Post: Investing Retained Earnings

Clint Coons
Posted
  • Attorney
  • Washington
  • Posts 43
  • Votes 59

Eamon,

I notice you have been very active on BP and have provided a lot of solid advice for BP members. I used to blog and post for BP many years ago when Josh first started BP. After a year, I pulled back because individual members like to armchair quarterback and snipe comments. Not sure of the motivations, but I assumed it was an attempt to elevate their standing. I have been in practice for 20 years, and with my partner, we have grown our firm to over 200 employees in 4 states. Part of this success has been in large part to our willingness to work outside of the box by taking the approach you “can do” rather than you “can’t do.” I have employed many CPAs over the years, and what always struck me as odd was how some were quick to shoot down strategies or ideas without any case law or rulings to back up their position. I like to remind these individuals that regs are just interpretations of the code, and unless the code states in black and white you can’t do something, then we should approach it with an open mind.
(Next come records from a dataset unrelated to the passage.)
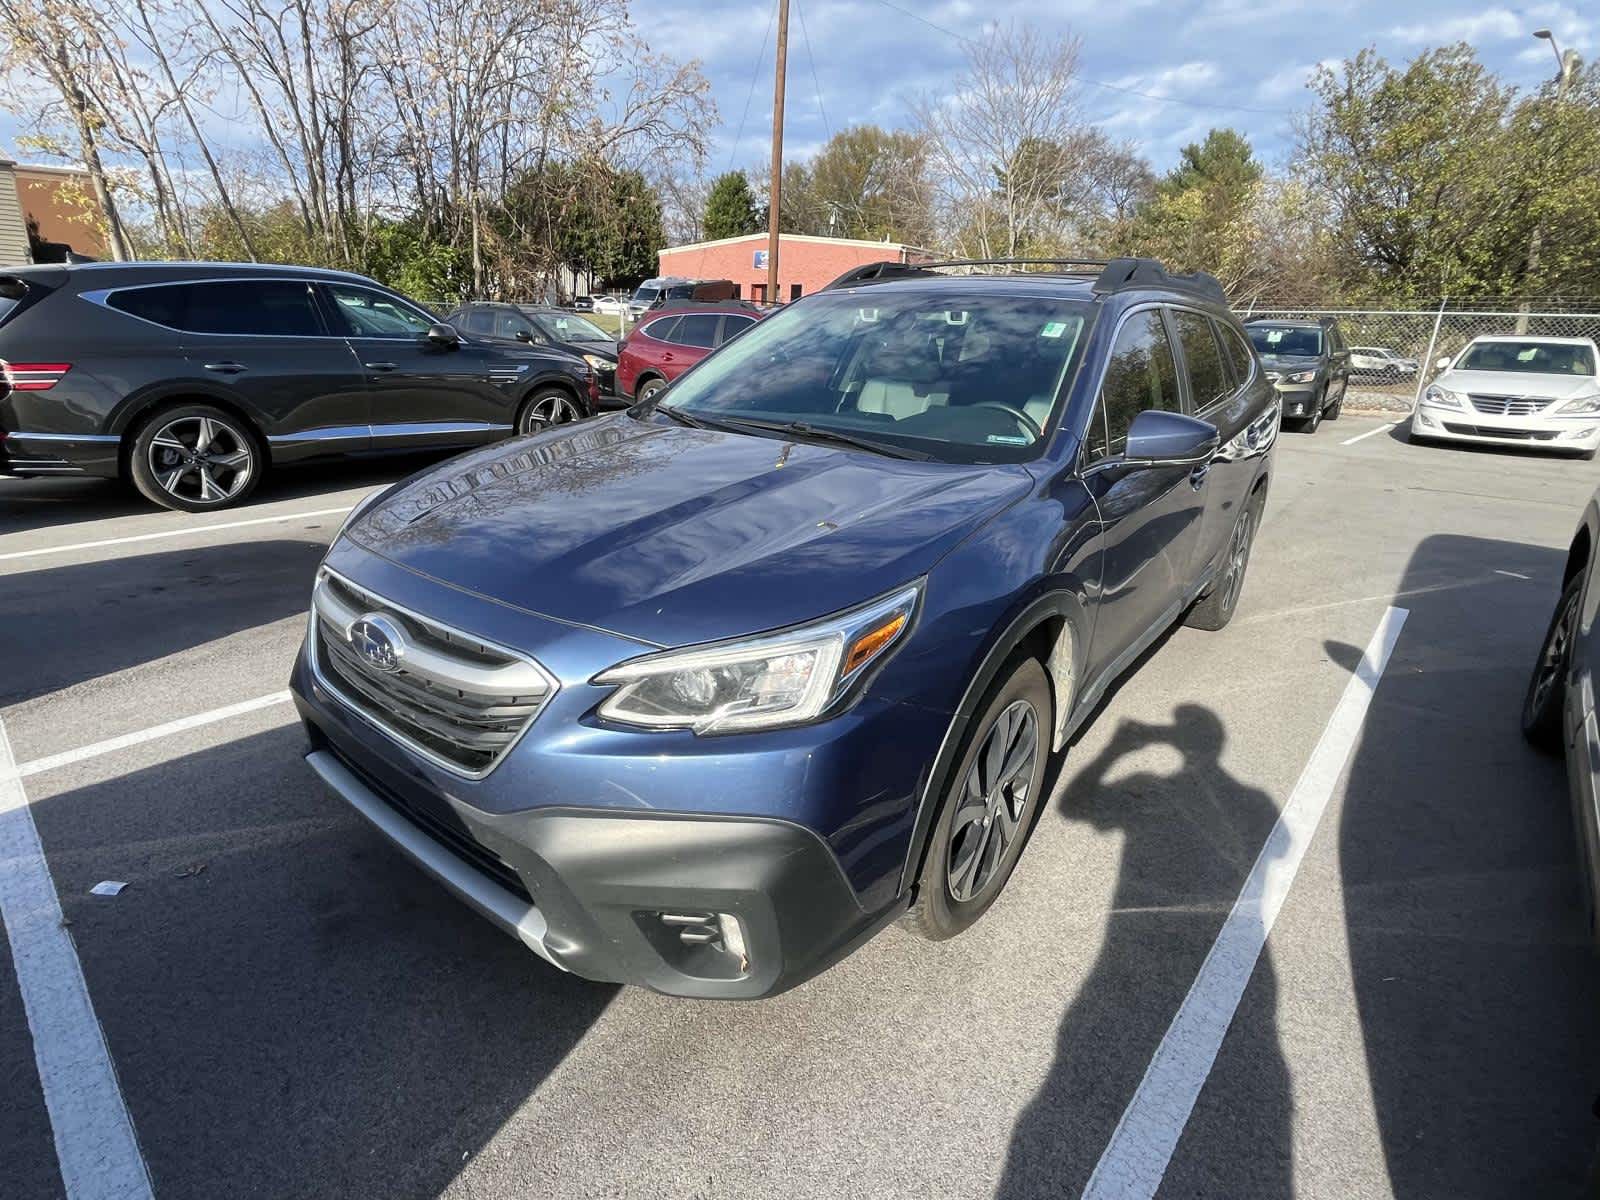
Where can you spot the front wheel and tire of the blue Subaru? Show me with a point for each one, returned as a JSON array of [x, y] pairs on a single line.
[[948, 902]]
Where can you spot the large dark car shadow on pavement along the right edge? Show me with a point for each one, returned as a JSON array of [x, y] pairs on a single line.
[[1476, 990]]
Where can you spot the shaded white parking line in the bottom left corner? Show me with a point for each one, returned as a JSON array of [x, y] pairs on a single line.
[[95, 1142]]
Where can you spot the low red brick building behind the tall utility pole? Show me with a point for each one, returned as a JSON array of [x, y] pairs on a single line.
[[804, 263]]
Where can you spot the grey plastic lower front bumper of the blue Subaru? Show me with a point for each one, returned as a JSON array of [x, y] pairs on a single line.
[[695, 906]]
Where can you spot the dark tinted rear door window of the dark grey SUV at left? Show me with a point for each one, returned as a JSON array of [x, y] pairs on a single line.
[[263, 310]]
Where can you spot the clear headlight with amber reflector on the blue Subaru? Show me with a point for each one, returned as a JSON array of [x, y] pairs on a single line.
[[759, 684]]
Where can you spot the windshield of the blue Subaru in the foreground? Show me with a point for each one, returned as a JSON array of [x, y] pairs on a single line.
[[958, 377]]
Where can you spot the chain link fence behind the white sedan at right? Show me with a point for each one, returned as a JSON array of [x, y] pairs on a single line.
[[1414, 340]]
I am sure you have a successful practice and provide great service. Your responses containing remarks such as “increasing liability insurance” or “doing more harm than good” are just petty. You know as well as I do tax planning can be a creative process. In my original post, I stated there are multiple items to consider and did not advise for or against any particular strategy. Given my years of practice and the number of clients and returns we complete each year, I am very comfortable with the positions we take, and I wish you continued success.